How long had he stood there, unable to move? Stood there, unable to do anything while his father did this?
It was the golden hair he spotted first.
Before the mound of Valg he’d piled high. The gate he’d shut for them. The city he’d secured.
A terrible, rushing sort of stillness took over Aedion’s body.
He stopped hearing the battle. Stopped seeing the fighting around him, above him.
Stopped seeing everything but the fallen warrior, who gazed toward the darkening sky with sightless eyes.
His tattooed throat ripped out. His sword still gripped in his hand.
Gavriel.
His father.
Morath’s army pulled back from the secured western gate. Pulled back and retreated to the arms of the advancing army. To the rest of Morath’s host.
Limping from a deep gash in his leg, his shoulder numb from the arrow tip that remained lodged in it, Rowan drove his blade through the face of a fleeing soldier. Black blood sprayed, but Rowan was already moving, aiming for the western gate.

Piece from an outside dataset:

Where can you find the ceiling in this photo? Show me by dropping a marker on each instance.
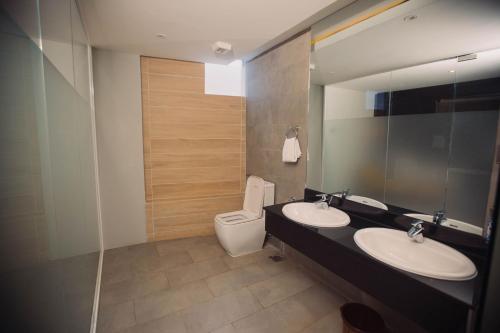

Where things had gone so, so still.
He’d only aimed for it when he’d spied Aelin battling her way toward the distant southern gate, Ansel with her, after they’d brought the siege towers down around it. It was through the secured gate that the bulk of their army now hurried, the khagan’s forces racing to get behind the city walls before they were sealed.
They had an hour at most before Morath was again upon them—before they were forced to shut the southern gate as well, locking out any left behind to be driven right against the walls.
The western gate would remain sealed. The downed wyvern and heaps of bodies around it would ensure that, along with any inner defenses.